Introspecting Tables
Gabriel Becker and Adrian Waddell
2024-06-27
Source:vignettes/introspecting_tables.Rmd
introspecting_tables.Rmd
The packages used in this vignette are rtables
and
dplyr
:
Introduction
First, let’s set up a simple table.
lyt <- basic_table() %>%
split_cols_by("ARMCD", show_colcounts = TRUE, colcount_format = "N=xx") %>%
split_cols_by("STRATA2", show_colcounts = TRUE) %>%
split_rows_by("STRATA1") %>%
add_overall_col("All") %>%
summarize_row_groups() %>%
analyze("AGE", afun = max, format = "xx.x")
tbl <- build_table(lyt, ex_adsl)
tbl
# ARM A ARM B ARM C
# N=134 N=134 N=132
# S1 S2 S1 S2 S1 S2
# (N=73) (N=61) (N=67) (N=67) (N=56) (N=76) All
# —————————————————————————————————————————————————————————————————————————————————————————————————
# A 18 (24.7%) 20 (32.8%) 22 (32.8%) 22 (32.8%) 14 (25.0%) 26 (34.2%) 122 (30.5%)
# max 40.0 46.0 62.0 50.0 47.0 45.0 62.0
# B 28 (38.4%) 19 (31.1%) 19 (28.4%) 26 (38.8%) 18 (32.1%) 25 (32.9%) 135 (33.8%)
# max 48.0 47.0 58.0 58.0 46.0 64.0 64.0
# C 27 (37.0%) 22 (36.1%) 26 (38.8%) 19 (28.4%) 24 (42.9%) 25 (32.9%) 143 (35.8%)
# max 48.0 50.0 48.0 51.0 69.0 50.0 69.0
Getting Started
We can get basic table dimensions, the number of rows, and the number of columns with the following code:
dim(tbl)
# [1] 6 7
nrow(tbl)
# [1] 6
ncol(tbl)
# [1] 7
Detailed Table Structure
The table_structure()
function prints a summary of a
table’s row structure at one of two levels of detail.
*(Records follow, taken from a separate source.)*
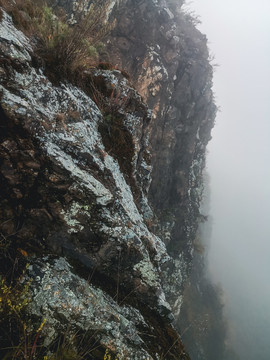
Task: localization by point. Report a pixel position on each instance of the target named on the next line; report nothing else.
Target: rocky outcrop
(103, 196)
(169, 61)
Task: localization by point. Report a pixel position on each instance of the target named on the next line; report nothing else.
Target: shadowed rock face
(77, 181)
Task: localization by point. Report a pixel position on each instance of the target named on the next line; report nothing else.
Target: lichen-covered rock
(68, 190)
(66, 300)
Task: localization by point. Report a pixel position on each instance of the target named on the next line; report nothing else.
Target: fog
(239, 167)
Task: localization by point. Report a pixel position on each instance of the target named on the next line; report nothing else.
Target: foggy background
(239, 165)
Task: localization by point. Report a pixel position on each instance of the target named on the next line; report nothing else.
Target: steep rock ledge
(159, 45)
(63, 194)
(77, 182)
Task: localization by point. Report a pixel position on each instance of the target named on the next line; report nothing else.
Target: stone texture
(112, 187)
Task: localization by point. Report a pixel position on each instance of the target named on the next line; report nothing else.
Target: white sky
(239, 159)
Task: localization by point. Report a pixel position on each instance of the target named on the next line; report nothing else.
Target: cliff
(101, 186)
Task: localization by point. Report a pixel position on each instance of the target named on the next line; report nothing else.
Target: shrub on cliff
(64, 47)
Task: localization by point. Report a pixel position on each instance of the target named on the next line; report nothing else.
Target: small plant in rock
(64, 47)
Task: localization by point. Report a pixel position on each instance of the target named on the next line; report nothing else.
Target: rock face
(106, 203)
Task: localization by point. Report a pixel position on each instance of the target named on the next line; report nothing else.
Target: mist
(239, 167)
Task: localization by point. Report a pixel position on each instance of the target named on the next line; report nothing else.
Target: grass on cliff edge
(64, 46)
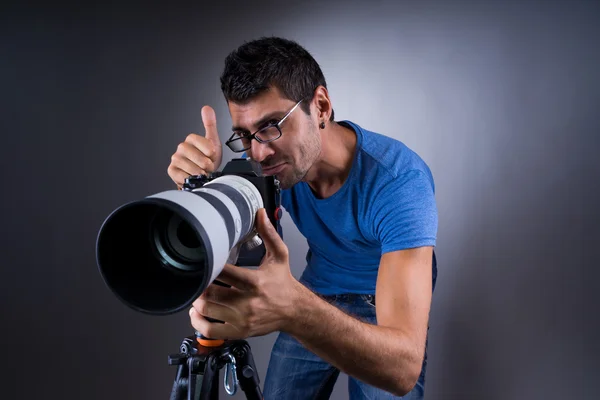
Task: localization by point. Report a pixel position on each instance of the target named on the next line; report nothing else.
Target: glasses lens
(268, 133)
(239, 144)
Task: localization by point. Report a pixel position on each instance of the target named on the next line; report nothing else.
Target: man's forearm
(380, 356)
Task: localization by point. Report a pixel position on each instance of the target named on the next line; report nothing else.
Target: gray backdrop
(500, 98)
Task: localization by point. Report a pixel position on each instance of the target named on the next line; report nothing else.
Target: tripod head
(199, 362)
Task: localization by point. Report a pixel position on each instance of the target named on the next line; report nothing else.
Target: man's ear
(323, 104)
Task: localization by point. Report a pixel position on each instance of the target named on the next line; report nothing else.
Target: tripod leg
(247, 374)
(210, 379)
(179, 385)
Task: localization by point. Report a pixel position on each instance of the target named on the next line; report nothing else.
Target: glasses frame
(235, 137)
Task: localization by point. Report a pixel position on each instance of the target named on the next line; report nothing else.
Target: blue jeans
(295, 373)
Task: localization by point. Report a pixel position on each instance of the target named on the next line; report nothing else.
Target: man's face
(292, 155)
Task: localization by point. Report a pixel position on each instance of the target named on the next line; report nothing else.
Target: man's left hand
(259, 302)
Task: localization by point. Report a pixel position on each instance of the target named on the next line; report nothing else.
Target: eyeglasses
(240, 141)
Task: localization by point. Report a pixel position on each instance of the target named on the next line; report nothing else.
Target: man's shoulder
(377, 151)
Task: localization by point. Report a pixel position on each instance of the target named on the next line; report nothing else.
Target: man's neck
(328, 174)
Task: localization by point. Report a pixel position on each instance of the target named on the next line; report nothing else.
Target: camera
(158, 254)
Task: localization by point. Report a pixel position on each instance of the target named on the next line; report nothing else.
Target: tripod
(199, 362)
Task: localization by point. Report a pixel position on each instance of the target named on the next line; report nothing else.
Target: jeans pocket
(369, 299)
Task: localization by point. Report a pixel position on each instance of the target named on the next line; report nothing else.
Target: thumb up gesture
(197, 154)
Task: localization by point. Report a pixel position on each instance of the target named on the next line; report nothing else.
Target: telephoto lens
(159, 254)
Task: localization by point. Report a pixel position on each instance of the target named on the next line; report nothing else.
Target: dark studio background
(502, 99)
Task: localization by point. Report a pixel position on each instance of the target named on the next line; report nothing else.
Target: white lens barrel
(225, 208)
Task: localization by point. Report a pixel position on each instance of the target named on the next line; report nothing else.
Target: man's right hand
(197, 155)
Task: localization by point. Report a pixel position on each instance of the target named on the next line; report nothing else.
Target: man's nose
(260, 151)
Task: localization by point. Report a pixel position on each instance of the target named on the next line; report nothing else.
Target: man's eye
(270, 123)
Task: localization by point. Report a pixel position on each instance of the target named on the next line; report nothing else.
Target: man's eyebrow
(272, 115)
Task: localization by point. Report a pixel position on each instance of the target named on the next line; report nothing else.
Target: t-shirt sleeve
(404, 213)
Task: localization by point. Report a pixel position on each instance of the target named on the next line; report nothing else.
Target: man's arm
(388, 355)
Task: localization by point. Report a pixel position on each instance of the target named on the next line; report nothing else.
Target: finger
(209, 120)
(214, 330)
(226, 296)
(194, 154)
(243, 279)
(196, 142)
(186, 165)
(273, 243)
(216, 311)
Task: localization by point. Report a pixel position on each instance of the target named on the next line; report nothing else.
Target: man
(366, 205)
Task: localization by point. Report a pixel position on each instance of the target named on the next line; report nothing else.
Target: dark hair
(271, 61)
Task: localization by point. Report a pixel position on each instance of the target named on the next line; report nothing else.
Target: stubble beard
(310, 151)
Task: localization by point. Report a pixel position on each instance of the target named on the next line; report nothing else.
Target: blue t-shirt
(387, 203)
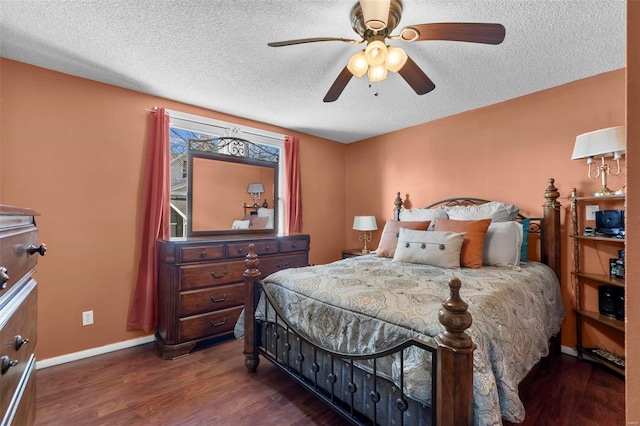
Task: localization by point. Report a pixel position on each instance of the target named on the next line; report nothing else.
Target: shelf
(602, 319)
(594, 198)
(592, 352)
(607, 239)
(601, 278)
By default, it
summarizes the structure at the subtable level.
table_structure(tbl)
# [TableTree] STRATA1
# [TableTree] A [cont: 1 x 7]
# [ElementaryTable] AGE (1 x 7)
# [TableTree] B [cont: 1 x 7]
# [ElementaryTable] AGE (1 x 7)
# [TableTree] C [cont: 1 x 7]
# [ElementaryTable] AGE (1 x 7)
When the detail
argument is set to "row"
,
however, it provides a more detailed row-level summary which acts as a
useful alternative to how we might normally use the str()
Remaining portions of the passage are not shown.